129 Then, consider adding support for guard removal/verification where known instances are involved. For
130 example:
131
132 l = []
133 l.append(123) # type deductions are filtered using instantiation knowledge
134
135 Frame Optimisations
136 ===================
137
138 Stack frame replacement where a local frame is unused after a call, such as in a tail call
139 situation.
140
141 Local assignment detection plus frame re-use. Example: slice.__init__ calls
142 xrange.__init__ with the same arguments which are unchanged in xrange.__init__. There is
143 therefore no need to build a new frame for this call, although in some cases the locals
144 frame might need expanding.
145
146 Reference tracking where objects associated with names are assigned to attributes of other
147 objects may assist in allocation optimisations. Recording whether an object referenced by
148 a name is assigned to an attribute, propagated to another name and assigned to an
149 attribute, or passed to another function or method might, if such observations were
150 combined, allow frame-based or temporary allocation to occur.
151
152 Instantiation
153 =============
154
155 Specific instances could be produced, providing type information and acting somewhat like
156 classes during inspection.
157
158 Inlining
159 ========
160
161 Where a function or method call can always be determined, the body of the target could be
162 inlined - copied into place - within the caller. If the target is only ever called by a
163 single caller it could be moved into place. This could enhance deductions based on
164 attribute usage since observations from the inlined function would be merged into the
165 caller.
166
167 Function Specialisation
168 =======================
169
170 Specialisation of certain functions, such as isinstance(x, cls) where cls is a known
171 constant.
172
173 Structure and Object Table Optimisations
174 ========================================
175
176 Fix object table entries for attributes not provided by any known object, or provide an
177 error, potentially overridden by options.

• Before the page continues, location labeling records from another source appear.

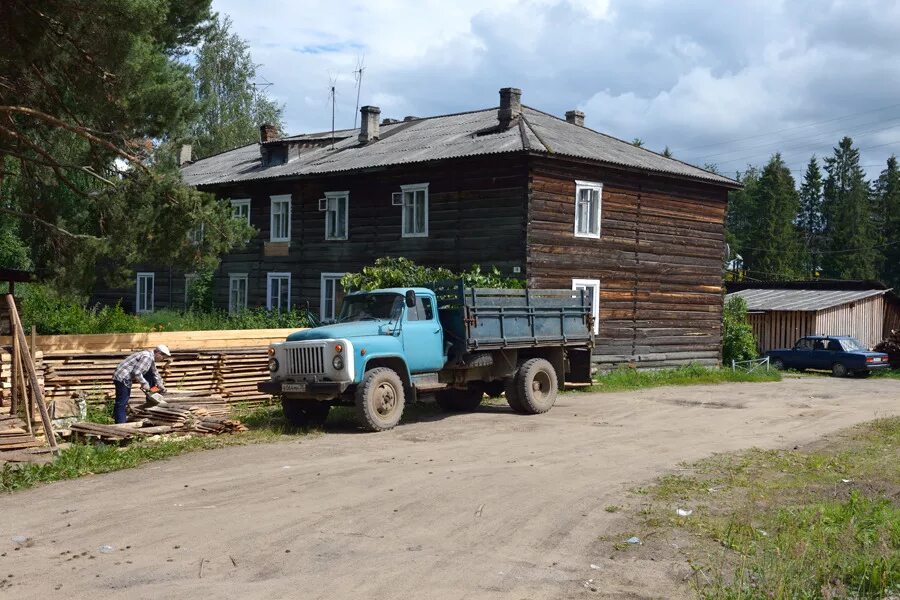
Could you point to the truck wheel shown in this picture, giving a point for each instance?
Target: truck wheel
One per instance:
(305, 414)
(512, 395)
(379, 399)
(536, 386)
(466, 400)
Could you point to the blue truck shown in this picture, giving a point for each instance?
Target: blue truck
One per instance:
(450, 344)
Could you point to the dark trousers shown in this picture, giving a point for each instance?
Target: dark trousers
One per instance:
(123, 395)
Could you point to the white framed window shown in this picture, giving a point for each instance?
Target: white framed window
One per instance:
(195, 236)
(189, 279)
(588, 197)
(415, 210)
(143, 302)
(240, 209)
(337, 205)
(592, 287)
(280, 219)
(278, 291)
(331, 296)
(237, 292)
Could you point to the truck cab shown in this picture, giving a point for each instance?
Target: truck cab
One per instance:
(396, 345)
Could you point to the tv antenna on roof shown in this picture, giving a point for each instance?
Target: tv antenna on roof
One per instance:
(357, 74)
(332, 93)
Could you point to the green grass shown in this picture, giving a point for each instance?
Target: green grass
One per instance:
(816, 523)
(624, 379)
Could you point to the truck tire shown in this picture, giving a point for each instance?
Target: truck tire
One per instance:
(467, 400)
(536, 385)
(512, 395)
(379, 399)
(305, 414)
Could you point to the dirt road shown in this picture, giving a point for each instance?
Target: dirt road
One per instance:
(485, 505)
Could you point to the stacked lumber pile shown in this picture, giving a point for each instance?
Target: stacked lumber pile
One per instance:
(178, 412)
(14, 434)
(891, 347)
(231, 373)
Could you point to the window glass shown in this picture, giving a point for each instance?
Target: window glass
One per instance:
(336, 217)
(415, 211)
(587, 209)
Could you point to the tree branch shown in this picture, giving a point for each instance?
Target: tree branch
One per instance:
(77, 130)
(49, 225)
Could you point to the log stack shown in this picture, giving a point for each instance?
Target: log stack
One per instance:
(230, 373)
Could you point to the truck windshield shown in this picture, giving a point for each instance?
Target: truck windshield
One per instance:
(851, 345)
(371, 307)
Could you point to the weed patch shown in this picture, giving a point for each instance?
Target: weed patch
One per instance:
(624, 379)
(813, 523)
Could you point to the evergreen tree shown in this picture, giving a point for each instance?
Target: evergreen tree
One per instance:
(231, 107)
(887, 201)
(740, 217)
(772, 242)
(849, 233)
(810, 220)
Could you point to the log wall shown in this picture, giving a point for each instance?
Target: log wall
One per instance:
(659, 260)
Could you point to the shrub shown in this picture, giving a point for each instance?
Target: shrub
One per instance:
(738, 341)
(402, 272)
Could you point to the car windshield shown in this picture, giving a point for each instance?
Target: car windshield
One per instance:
(371, 307)
(852, 345)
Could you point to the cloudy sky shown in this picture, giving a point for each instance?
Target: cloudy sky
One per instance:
(718, 81)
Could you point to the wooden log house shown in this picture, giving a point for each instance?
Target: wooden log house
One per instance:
(540, 197)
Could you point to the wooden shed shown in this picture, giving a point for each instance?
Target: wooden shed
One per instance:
(782, 312)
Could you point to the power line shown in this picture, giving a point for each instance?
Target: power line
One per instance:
(811, 124)
(822, 134)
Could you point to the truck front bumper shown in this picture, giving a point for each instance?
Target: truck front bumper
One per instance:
(309, 389)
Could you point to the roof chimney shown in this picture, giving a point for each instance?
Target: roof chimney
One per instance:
(575, 117)
(510, 105)
(184, 155)
(268, 133)
(368, 129)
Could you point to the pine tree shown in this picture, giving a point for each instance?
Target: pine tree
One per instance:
(887, 202)
(810, 220)
(848, 231)
(772, 242)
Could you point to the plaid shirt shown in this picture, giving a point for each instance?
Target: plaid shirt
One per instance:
(134, 367)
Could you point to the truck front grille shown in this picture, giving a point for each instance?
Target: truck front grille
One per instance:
(306, 360)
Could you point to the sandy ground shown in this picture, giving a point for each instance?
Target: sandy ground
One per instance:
(484, 505)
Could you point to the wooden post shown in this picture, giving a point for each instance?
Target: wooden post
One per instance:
(32, 375)
(14, 372)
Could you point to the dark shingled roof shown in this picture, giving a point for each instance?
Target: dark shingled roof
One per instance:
(800, 300)
(442, 137)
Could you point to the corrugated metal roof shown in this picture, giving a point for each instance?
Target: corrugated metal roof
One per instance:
(802, 300)
(442, 137)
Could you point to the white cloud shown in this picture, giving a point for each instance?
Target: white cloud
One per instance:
(698, 76)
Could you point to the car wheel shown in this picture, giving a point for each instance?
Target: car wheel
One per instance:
(380, 399)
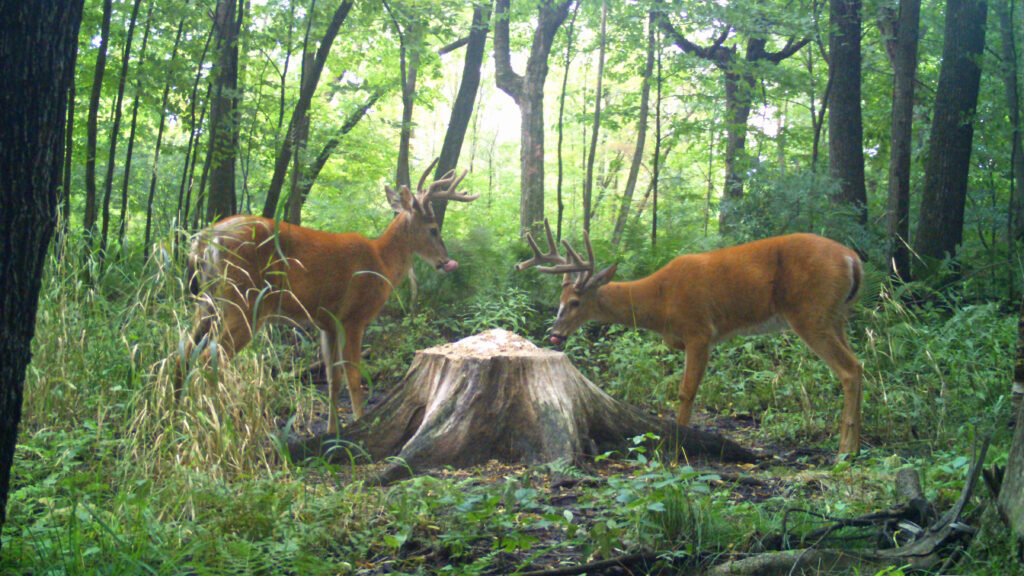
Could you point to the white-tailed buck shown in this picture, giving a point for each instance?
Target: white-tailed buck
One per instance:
(247, 271)
(802, 281)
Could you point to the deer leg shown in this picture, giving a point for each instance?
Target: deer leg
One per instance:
(829, 343)
(331, 350)
(696, 363)
(353, 344)
(201, 327)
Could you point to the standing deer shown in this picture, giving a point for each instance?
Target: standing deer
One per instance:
(802, 281)
(247, 271)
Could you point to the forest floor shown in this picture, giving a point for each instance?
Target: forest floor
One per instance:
(781, 474)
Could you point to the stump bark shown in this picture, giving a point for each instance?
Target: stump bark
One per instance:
(497, 396)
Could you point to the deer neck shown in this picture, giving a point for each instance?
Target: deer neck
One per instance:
(629, 303)
(394, 247)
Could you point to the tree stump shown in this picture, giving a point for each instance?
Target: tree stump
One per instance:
(497, 396)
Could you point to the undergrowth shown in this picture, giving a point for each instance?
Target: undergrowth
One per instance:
(113, 477)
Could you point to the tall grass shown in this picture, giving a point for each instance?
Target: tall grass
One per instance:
(114, 477)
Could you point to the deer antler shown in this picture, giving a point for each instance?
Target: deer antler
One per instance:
(561, 263)
(443, 189)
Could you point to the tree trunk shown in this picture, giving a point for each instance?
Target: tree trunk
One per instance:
(122, 225)
(527, 91)
(410, 35)
(595, 129)
(221, 200)
(846, 133)
(300, 140)
(91, 128)
(301, 107)
(160, 138)
(940, 228)
(462, 109)
(37, 56)
(561, 120)
(1011, 500)
(1011, 73)
(116, 130)
(739, 82)
(631, 180)
(496, 396)
(904, 62)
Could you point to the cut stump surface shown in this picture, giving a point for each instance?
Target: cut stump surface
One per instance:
(497, 396)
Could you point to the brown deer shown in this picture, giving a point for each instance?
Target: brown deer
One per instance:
(802, 281)
(246, 271)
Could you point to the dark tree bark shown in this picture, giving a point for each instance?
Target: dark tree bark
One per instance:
(66, 183)
(302, 107)
(527, 91)
(1011, 498)
(940, 228)
(160, 138)
(89, 220)
(631, 180)
(38, 41)
(846, 132)
(496, 396)
(561, 118)
(595, 128)
(223, 151)
(1011, 75)
(739, 83)
(902, 48)
(462, 109)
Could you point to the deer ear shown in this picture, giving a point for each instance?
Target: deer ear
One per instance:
(601, 278)
(393, 198)
(408, 202)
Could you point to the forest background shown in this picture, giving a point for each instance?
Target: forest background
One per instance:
(667, 127)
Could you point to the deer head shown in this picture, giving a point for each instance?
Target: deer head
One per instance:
(578, 302)
(425, 233)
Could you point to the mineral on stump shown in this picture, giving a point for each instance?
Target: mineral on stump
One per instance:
(497, 396)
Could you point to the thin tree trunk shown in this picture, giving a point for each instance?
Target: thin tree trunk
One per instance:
(116, 129)
(301, 107)
(223, 149)
(1011, 74)
(293, 207)
(904, 62)
(195, 128)
(131, 135)
(37, 64)
(846, 135)
(655, 171)
(160, 138)
(561, 118)
(462, 108)
(66, 186)
(409, 67)
(595, 129)
(631, 180)
(89, 221)
(940, 228)
(527, 91)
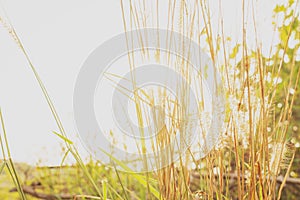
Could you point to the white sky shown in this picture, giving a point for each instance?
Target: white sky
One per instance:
(58, 36)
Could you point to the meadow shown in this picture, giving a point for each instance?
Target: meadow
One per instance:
(258, 150)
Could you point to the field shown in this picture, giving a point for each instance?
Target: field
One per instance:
(256, 153)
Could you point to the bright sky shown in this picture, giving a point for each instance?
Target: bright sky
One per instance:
(58, 36)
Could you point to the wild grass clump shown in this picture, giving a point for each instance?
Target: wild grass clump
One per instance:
(253, 157)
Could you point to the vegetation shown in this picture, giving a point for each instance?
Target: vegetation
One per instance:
(258, 153)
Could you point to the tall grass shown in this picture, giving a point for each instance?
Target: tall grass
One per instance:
(253, 149)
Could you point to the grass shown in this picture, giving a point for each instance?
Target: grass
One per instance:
(253, 151)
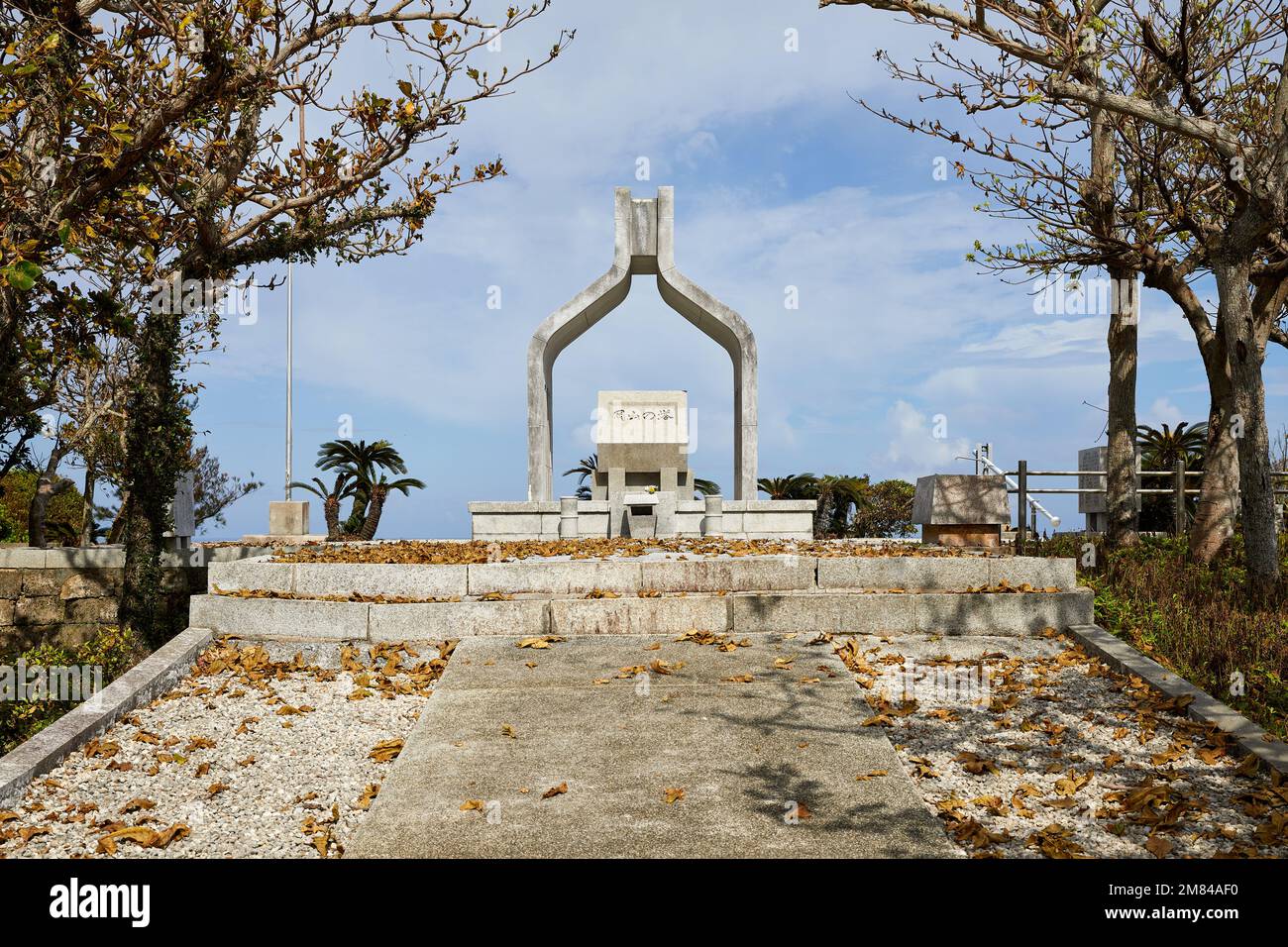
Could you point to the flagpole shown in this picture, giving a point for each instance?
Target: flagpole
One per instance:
(290, 321)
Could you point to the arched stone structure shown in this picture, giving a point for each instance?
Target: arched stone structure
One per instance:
(643, 244)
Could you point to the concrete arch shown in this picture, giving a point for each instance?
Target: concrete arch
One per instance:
(643, 244)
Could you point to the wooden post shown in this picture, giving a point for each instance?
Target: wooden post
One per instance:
(1021, 519)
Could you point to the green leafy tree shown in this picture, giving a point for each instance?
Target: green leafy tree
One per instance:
(885, 510)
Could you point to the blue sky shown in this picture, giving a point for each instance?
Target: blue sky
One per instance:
(781, 179)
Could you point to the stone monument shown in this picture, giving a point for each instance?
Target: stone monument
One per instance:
(643, 447)
(961, 509)
(643, 245)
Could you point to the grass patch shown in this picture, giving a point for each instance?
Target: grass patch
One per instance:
(1194, 620)
(114, 650)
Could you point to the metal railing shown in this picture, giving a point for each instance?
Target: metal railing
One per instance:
(1024, 491)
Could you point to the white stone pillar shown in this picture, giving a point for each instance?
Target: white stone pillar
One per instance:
(567, 517)
(712, 517)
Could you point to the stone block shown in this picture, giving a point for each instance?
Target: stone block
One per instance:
(1003, 613)
(639, 616)
(960, 500)
(439, 621)
(44, 609)
(902, 573)
(554, 578)
(746, 574)
(812, 612)
(1038, 573)
(287, 517)
(91, 609)
(410, 581)
(22, 557)
(279, 618)
(43, 581)
(252, 575)
(85, 557)
(95, 583)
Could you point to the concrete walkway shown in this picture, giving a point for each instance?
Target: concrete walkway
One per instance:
(748, 757)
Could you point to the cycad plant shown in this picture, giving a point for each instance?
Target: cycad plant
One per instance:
(331, 499)
(587, 468)
(360, 475)
(790, 487)
(1160, 449)
(702, 488)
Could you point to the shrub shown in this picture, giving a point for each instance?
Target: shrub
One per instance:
(62, 518)
(114, 650)
(1194, 620)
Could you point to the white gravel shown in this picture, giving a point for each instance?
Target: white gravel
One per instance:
(269, 758)
(1068, 758)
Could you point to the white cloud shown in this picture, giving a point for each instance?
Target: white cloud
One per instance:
(913, 447)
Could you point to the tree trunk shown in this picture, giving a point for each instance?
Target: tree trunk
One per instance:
(159, 445)
(88, 519)
(331, 510)
(1219, 492)
(1245, 355)
(1121, 455)
(116, 532)
(374, 509)
(48, 486)
(1219, 496)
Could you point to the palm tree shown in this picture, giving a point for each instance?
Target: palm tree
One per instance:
(360, 474)
(1160, 450)
(790, 487)
(836, 493)
(378, 491)
(331, 499)
(702, 488)
(362, 462)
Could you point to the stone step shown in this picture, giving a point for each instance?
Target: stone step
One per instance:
(656, 574)
(751, 612)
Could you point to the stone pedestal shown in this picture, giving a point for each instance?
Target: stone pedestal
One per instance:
(712, 515)
(961, 509)
(640, 514)
(1094, 506)
(568, 518)
(287, 517)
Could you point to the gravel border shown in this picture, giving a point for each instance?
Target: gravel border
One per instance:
(153, 677)
(1127, 660)
(257, 753)
(1061, 757)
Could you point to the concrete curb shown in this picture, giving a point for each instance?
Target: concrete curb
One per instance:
(1125, 659)
(778, 573)
(739, 612)
(142, 684)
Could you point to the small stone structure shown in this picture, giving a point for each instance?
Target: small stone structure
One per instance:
(1094, 505)
(642, 442)
(647, 487)
(183, 513)
(961, 509)
(287, 525)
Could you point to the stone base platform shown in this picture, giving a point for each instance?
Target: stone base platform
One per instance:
(745, 519)
(784, 594)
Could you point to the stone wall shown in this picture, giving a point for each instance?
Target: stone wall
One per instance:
(67, 595)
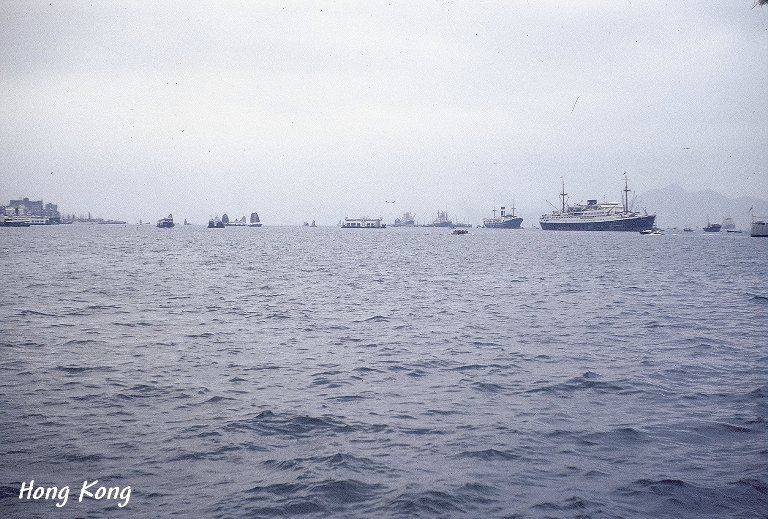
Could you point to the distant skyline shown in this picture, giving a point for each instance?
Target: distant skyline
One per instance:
(316, 111)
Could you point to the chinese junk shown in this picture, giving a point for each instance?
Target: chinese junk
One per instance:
(594, 216)
(255, 222)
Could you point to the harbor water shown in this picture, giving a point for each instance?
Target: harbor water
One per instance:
(328, 372)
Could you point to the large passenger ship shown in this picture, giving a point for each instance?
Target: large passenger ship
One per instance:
(594, 216)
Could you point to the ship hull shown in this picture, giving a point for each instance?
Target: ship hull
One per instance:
(513, 223)
(635, 224)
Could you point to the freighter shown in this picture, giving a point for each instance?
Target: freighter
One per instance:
(594, 216)
(506, 221)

For example, the augmented assignment methods
178 are not supported by the built-in objects and thus the operator module functions cause
179 the compilation to fail. Alternatively, just supply the methods since something has to do
180 so in the builtins.
181
182 Consider attribute merging where many attributes are just aliases for the same underlying
183 definition.
184
185 Consider references to defaults as occurring only within the context of a particular
186 function, thus eliminating default value classes if such functions are not themselves
187 invoked.
188
189 Scope Handling
190 ==============
191
192 Consider merging the InspectedModule.store tests with the scope conflict handling.
193
194 Consider labelling _scope on assignments and dealing with the assignment of removed
195 attributes, possibly removing the entire assignment, and distinguishing between such cases
196 and unknown names.
197
198 Check name origin where multiple branches could yield multiple scope interpretations:
199
200 ----
201 try:
202 set # built-in name
203 except NameError:
204 from sets import Set as set # local definition of name
205
206 set # could be confused by the local definition at run-time
207 ----
208
209 Object Coverage
210 ===============
211
212 Support __init__ traversal (and other implicit names) more effectively.
213
214 Importing Modules
215 =================
216
217 Consider supporting relative imports, even though this is arguably a misfeature.
218
219 Other
220 =====
221
222 Consider a separate annotation phase where deductions are added to the AST for the
223 benefit of both the reporting and code generation phases.
224
225 Support self attribute visualisation in the reports and/or provide a function or
226 annotations which can provide the eventual optimisation directly to such components.
227
228 Check context_value initialisation (avoiding or handling None effectively).
229
230 Consider better "macro" support where new expressions need to be generated and processed.
231
232 Detect TestIdentity results involving constants, potentially optimising status-affected
233 instructions:
234
235 TestIdentity(x, y) # where x is always y
236 JumpIfFalse(...) # would be removed (never false)
237 JumpIfTrue(...) # changed to Jump(...)
238
239 Status-affected blocks could be optimised away for such constant-related results.